In the triangle $ABC$, the heights $BE$ and $CD$ are drawn. If $AC \cdot CE= 88$ and $AB \cdot BD= 108$. Calculate $BC$ (Answer:$14$)

My progress:

$AC\cdot CE = 88 \rightarrow b \cdot n =88 \\ AB \cdot BD = 108 \rightarrow c \cdot BD = 108\\ \triangle ABE\sim \triangle ACD \implies\\ \frac{AB}{AC}=\frac{BE}{CD}=\frac{AE}{AD}\rightarrow \frac{c}{b}=\frac{h}{p}=\frac{m}{AD}\\ \triangle CDB:: p^2+BD^2 = a^2\\ \triangle CDA: DA^2+p^2=b^2\\ a^2-BD^2 =b^2-AD^2 \\ \text{T.Poncelet} \triangle ACD-ED\\ m\cdot CH \cdot BD = n \cdot HD \cdot c\implies\\ \text{T.Poncelet} \triangle ABE-DC\\ AD \cdot BH \cdot n =BD \cdot EH \cdot b$

but I can't equate...

Answer 1

Notice that $ACFD$ and $ABFE$ are concyclic. So by the power of the points $C$ and $B$ we have $$CF\cdot CB= AC\cdot CE = 108$$ and $$BF\cdot CB= BD\cdot BA = 88$$ so $$BC ^2 = BF\cdot CB + CF\cdot CB = 88+108 = 196$$ and thus $BC = 14$.

Answer 2

As $ \small BDEC$ is cyclic, $ \small HE \cdot BH = CH \cdot HD$ and as $ \small ADHE$ is cyclic, $ \small BH \cdot BE = BD \cdot AB, CH \cdot CD = CE \cdot AC$. We will use them in our work below.

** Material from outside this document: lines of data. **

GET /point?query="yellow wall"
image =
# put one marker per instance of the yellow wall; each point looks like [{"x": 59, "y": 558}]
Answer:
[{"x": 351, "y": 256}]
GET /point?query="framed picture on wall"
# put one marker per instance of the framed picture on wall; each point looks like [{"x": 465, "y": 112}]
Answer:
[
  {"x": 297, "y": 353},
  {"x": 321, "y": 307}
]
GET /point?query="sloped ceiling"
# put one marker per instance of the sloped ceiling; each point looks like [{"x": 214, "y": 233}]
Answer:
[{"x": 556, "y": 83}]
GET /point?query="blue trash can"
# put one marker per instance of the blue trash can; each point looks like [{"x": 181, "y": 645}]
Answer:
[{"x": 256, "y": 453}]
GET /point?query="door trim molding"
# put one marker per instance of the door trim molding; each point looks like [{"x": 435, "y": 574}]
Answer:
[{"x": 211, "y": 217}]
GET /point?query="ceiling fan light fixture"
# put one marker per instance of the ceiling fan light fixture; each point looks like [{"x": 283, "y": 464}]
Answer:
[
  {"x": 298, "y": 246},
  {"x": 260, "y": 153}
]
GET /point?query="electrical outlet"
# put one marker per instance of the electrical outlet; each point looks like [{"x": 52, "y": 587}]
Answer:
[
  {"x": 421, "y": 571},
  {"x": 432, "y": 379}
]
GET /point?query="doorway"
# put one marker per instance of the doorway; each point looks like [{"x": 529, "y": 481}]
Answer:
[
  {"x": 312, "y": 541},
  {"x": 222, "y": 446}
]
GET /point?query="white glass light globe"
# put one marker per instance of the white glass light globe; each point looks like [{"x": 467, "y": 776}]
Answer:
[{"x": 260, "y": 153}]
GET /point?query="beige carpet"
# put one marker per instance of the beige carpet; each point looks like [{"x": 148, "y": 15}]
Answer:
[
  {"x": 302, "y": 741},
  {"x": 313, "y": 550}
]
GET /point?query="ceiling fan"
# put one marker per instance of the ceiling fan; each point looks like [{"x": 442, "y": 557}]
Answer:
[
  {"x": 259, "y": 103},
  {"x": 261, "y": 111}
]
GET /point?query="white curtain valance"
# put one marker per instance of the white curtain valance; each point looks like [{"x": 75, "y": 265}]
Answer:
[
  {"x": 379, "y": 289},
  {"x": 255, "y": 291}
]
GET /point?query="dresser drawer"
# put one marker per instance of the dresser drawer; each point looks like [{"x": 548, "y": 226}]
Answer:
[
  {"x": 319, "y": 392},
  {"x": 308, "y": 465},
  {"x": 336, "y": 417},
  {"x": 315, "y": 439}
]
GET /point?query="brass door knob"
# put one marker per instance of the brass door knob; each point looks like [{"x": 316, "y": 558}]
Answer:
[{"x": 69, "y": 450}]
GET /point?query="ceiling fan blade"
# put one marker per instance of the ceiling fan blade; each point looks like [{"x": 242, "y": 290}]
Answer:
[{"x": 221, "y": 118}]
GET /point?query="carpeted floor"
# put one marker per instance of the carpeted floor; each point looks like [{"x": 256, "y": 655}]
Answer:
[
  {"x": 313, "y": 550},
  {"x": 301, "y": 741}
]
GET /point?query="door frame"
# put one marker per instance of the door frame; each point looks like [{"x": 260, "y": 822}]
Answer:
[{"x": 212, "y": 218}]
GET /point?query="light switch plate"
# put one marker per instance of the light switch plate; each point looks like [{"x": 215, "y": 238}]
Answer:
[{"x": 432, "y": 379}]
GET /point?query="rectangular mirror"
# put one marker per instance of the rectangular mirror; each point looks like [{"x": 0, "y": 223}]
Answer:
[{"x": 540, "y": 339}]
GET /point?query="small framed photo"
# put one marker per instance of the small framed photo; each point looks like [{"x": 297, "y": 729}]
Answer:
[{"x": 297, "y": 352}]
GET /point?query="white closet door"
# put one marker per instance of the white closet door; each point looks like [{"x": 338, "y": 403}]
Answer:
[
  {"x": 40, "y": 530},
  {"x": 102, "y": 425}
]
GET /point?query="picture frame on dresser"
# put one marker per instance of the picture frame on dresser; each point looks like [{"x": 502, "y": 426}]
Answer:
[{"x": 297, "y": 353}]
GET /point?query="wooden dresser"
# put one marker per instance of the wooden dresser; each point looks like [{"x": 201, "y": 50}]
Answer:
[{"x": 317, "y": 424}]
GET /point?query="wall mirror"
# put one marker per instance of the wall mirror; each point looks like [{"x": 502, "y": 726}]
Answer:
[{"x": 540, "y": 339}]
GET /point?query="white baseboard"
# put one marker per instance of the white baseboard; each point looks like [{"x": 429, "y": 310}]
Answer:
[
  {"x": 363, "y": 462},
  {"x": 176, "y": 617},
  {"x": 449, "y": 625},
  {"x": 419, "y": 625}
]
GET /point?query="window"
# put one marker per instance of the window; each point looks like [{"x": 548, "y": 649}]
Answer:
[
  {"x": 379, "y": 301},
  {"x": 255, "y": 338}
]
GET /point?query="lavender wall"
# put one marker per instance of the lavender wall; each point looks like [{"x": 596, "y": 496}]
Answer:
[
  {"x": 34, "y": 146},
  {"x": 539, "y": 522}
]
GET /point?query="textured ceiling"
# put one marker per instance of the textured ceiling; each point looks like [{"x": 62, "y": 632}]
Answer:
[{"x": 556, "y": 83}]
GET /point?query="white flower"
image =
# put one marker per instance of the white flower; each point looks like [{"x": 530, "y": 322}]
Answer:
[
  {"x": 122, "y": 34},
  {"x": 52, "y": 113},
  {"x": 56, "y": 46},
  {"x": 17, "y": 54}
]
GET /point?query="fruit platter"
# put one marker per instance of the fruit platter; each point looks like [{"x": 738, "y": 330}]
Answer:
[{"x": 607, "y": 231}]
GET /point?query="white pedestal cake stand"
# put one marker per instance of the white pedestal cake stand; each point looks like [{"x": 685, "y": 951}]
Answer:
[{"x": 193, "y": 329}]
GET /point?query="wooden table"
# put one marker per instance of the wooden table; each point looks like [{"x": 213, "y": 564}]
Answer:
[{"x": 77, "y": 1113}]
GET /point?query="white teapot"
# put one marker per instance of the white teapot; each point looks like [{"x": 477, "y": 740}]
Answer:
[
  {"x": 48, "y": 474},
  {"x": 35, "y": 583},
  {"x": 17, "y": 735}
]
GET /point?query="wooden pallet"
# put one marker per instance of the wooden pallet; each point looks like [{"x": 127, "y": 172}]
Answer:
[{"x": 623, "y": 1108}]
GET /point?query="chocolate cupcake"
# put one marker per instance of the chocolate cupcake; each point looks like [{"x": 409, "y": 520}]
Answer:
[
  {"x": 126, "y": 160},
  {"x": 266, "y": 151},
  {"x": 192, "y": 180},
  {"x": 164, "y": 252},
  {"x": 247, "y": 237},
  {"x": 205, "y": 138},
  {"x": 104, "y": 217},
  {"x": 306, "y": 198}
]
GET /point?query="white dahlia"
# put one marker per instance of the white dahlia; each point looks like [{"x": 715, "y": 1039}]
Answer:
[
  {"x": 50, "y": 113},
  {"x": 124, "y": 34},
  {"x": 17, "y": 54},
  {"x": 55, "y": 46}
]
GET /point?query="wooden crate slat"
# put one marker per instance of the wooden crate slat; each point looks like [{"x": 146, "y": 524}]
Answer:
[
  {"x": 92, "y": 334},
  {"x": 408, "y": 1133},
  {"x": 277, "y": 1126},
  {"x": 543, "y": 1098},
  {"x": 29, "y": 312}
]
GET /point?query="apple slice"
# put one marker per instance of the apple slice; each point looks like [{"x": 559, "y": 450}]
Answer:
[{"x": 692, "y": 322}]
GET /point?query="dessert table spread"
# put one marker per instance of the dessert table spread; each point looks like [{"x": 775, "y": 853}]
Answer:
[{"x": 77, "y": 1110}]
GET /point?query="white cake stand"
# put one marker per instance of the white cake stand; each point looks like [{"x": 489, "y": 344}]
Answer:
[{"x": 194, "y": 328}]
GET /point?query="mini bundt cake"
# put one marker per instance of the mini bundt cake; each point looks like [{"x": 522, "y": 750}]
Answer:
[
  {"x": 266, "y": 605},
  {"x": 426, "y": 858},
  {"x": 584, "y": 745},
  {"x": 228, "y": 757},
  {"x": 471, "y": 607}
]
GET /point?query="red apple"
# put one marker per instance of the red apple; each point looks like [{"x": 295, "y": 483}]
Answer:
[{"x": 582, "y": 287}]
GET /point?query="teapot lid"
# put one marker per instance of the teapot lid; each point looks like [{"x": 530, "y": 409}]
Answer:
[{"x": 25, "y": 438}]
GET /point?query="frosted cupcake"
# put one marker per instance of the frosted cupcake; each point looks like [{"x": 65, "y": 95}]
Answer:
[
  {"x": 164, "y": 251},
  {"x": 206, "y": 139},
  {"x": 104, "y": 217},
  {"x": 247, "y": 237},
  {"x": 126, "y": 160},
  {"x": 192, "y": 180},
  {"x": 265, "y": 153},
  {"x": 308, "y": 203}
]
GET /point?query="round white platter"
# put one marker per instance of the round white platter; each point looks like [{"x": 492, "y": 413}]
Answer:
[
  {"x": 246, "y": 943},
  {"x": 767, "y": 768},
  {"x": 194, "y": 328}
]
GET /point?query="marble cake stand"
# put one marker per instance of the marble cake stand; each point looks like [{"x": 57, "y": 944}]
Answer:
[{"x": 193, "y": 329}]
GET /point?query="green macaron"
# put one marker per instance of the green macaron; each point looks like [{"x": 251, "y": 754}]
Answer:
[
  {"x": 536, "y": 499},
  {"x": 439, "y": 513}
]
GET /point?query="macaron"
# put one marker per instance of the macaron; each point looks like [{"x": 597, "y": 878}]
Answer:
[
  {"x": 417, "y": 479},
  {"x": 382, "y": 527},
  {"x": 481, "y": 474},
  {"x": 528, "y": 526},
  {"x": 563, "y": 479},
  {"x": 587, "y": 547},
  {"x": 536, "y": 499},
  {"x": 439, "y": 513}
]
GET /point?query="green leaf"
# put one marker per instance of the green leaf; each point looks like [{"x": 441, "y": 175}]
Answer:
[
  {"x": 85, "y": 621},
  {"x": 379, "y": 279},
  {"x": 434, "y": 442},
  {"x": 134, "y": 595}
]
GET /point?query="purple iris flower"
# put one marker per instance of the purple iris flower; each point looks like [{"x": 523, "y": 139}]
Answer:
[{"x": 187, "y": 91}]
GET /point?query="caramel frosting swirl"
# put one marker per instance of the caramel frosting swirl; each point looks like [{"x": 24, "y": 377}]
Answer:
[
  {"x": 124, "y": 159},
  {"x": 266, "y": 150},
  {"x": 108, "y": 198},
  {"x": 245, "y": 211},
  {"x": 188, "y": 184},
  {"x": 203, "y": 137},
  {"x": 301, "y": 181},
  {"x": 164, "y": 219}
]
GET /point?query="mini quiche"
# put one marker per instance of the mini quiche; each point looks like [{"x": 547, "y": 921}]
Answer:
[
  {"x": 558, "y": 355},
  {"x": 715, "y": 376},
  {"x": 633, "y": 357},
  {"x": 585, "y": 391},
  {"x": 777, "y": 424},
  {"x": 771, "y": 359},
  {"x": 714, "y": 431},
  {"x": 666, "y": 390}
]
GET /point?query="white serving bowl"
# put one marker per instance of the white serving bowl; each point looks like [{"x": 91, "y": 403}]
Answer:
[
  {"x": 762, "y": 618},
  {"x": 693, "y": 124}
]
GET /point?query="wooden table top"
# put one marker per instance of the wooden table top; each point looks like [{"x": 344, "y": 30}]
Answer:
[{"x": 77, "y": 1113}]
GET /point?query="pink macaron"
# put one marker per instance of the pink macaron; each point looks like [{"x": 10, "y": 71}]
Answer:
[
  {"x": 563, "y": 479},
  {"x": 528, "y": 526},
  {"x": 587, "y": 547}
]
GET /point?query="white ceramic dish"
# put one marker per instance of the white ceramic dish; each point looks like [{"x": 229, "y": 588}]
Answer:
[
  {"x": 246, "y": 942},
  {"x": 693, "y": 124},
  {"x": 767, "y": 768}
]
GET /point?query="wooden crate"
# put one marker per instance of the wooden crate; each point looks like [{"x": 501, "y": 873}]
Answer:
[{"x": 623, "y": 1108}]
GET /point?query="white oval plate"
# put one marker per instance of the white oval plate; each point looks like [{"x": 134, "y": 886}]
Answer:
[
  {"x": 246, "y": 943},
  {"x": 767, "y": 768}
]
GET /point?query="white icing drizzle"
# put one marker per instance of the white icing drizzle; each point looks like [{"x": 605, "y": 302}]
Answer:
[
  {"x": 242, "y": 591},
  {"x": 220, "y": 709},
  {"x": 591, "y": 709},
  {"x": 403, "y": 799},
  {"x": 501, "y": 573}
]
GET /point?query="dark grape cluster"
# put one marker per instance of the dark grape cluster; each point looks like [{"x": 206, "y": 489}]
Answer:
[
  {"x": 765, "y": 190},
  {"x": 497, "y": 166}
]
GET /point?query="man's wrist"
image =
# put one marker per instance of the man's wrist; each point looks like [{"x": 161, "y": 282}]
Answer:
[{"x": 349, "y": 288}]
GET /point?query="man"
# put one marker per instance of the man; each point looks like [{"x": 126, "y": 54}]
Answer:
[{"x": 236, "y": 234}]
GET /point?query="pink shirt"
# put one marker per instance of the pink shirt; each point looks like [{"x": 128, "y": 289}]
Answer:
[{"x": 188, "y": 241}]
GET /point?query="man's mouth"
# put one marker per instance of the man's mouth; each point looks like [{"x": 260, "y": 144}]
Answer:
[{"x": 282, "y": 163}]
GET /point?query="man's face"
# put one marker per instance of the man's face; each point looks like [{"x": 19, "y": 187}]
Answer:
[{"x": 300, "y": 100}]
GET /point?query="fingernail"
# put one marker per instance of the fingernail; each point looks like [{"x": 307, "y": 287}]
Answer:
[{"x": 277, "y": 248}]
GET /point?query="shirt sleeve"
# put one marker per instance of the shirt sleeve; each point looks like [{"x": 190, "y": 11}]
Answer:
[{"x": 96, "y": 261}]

$$ \small \begin {aligned} BC^2 & = BE^2 + CE^2 \\ & = (BH+HE) \cdot BE + CE^2 \\ & = BH \cdot BE + HE \cdot (BH+HE) + CE^2 \\ & = BH \cdot BE + HE \cdot BH + HE^2 + CE^2 \\ & = BH \cdot BE + HE \cdot BH + CH^2 \\ & = BD \cdot AB + CH \cdot (HD + CH) \\ & = BD \cdot AB + CH \cdot CD \\ & = BD \cdot AB + CE \cdot AC \\ \end {aligned} $$